Some counties depend on such funding for as much as 10 percent of their overall budgets. In New Mexico, every county but one receives PLT funds. The U.S. House stripped funding for both programs from this year's primary appropriations package. But the bailout bill will pay for each through 2012, thanks to last-minute amendments attached by senators from Western states.
Because the funds came suddenly and unexpectedly, they were a particular boon to counties that were looking at big budget cuts or layoffs. "We used to get about $300,000 from Secure Rural Schools," says Carrie Bird, auditor of Clearwater County, Idaho, which recently began laying off employees. "We didn't budget any of that money because we weren't going to get it."

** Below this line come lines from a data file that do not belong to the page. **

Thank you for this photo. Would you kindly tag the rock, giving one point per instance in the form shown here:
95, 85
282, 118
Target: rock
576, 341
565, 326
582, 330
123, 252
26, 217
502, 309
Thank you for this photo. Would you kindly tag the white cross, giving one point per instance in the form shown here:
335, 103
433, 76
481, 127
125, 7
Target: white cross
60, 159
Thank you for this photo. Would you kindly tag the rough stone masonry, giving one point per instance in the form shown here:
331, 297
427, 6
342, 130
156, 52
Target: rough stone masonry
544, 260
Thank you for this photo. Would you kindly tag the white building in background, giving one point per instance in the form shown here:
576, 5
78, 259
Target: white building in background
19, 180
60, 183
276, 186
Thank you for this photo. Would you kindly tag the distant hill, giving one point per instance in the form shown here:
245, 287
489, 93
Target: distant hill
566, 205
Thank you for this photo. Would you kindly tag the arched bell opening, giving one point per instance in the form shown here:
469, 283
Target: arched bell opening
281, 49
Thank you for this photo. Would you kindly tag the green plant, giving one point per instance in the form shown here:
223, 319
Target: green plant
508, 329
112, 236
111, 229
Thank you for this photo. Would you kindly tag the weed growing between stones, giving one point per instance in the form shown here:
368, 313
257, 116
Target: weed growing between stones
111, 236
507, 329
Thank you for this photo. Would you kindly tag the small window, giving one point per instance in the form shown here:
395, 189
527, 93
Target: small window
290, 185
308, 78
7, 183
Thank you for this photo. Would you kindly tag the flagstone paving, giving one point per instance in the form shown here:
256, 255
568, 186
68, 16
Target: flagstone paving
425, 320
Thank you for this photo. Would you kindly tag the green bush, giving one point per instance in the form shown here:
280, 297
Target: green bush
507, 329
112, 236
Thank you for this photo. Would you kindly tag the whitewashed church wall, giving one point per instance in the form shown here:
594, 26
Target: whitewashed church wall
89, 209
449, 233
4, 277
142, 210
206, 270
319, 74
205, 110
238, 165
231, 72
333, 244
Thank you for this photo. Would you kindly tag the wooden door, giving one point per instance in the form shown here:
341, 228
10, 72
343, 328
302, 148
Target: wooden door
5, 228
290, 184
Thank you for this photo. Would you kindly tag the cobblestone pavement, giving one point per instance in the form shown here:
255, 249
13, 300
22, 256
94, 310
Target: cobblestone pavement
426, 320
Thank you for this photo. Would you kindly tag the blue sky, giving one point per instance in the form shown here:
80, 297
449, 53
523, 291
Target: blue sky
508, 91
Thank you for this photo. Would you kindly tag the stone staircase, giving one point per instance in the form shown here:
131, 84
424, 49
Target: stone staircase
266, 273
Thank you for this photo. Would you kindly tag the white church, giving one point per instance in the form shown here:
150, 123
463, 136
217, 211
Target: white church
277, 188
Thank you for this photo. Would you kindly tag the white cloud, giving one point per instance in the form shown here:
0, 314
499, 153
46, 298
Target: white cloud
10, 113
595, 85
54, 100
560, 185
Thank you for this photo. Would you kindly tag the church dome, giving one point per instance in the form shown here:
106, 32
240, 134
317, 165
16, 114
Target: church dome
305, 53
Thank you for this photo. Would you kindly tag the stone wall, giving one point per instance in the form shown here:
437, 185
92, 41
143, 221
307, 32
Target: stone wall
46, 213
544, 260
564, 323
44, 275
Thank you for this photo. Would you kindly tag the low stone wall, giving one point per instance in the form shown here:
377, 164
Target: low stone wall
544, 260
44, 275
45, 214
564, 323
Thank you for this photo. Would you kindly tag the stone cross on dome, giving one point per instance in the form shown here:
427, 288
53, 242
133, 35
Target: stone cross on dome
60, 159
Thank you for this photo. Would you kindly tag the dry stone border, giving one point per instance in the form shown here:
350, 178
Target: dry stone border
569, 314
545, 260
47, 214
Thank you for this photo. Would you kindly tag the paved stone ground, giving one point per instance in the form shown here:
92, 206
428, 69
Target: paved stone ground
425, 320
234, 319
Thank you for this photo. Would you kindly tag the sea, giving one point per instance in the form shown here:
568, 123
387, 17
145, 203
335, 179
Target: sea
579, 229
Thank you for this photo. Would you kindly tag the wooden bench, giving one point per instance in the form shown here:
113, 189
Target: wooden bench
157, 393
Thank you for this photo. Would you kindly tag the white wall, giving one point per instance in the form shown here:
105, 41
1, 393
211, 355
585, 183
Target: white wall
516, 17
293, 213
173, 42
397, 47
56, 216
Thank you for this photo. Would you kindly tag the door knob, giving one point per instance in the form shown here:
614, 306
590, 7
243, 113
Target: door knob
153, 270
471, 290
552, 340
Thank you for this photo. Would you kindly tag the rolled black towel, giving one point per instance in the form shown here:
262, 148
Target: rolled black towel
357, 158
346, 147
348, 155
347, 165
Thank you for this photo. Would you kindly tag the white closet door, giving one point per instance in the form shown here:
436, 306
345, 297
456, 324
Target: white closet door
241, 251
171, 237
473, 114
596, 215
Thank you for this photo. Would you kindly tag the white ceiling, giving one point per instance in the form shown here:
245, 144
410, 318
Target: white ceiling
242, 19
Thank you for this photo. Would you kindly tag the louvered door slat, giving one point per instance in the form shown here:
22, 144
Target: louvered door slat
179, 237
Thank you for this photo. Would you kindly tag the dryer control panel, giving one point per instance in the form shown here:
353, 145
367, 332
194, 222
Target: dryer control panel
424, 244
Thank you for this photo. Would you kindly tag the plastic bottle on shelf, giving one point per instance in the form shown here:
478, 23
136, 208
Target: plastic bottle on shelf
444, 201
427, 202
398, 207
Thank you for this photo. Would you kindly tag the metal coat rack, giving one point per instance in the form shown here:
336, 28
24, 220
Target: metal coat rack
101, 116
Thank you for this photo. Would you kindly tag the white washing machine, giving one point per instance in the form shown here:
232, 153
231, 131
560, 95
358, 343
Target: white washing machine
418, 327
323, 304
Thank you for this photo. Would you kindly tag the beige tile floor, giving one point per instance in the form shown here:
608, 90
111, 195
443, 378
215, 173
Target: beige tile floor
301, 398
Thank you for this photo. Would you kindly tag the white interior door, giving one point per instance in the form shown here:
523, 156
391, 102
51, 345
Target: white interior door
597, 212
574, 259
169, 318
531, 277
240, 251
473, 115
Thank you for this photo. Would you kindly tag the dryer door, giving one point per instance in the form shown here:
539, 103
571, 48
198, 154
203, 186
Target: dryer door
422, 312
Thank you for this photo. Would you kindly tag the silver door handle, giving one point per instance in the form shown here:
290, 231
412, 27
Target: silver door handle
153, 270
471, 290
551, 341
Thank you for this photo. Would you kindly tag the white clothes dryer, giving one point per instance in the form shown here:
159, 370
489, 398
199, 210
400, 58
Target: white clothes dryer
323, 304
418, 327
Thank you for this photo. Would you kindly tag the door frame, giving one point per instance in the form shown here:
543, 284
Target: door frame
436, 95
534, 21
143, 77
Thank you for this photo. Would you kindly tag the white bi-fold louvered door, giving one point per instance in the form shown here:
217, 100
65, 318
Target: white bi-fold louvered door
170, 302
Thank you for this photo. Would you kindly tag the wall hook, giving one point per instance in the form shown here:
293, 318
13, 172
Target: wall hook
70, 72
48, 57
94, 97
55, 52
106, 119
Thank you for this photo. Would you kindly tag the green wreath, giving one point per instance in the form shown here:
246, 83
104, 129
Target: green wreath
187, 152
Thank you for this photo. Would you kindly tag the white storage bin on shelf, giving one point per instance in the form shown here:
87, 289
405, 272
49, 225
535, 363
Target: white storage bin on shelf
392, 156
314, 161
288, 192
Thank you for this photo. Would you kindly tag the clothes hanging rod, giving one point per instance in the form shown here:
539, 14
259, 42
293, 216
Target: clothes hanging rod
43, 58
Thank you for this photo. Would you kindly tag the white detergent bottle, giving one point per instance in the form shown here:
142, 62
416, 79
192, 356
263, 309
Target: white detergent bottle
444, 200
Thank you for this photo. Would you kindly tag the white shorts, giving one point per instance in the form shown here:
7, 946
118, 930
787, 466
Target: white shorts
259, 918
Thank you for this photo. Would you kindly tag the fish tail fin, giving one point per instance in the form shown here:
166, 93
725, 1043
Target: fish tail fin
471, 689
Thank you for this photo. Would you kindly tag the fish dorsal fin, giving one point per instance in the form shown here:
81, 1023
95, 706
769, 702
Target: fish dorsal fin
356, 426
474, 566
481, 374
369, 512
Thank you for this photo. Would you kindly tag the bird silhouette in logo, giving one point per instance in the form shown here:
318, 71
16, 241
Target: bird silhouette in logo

In neighboring Shoshone County, the funding was arguably even more welcome. There, the roads department typically accounts for about a quarter of the $10 million county budget, but its accounts were slashed by nearly one-third before the federal rescue came through. "It's huge," says county clerk Peggy White, "when you think of all the roads within this county and all the national forest lands that we're supposed to maintain."
But as much as county officials welcome the largesse, they recognize that it's a temporary reprieve. In four years, they'll have to fight the funding battle in Congress all over again. At that point, they may not have another must-pass bill to use as a vehicle. And, as with nearly all other governments these days, their overall general fund-picture is looking grim.
"The easiest way to think of this," says Jeff Spartz, county administrator in Lane County, Oregon, which had recently laid off 8 percent of its workforce, "is that it prevents us from falling off another cliff immediately."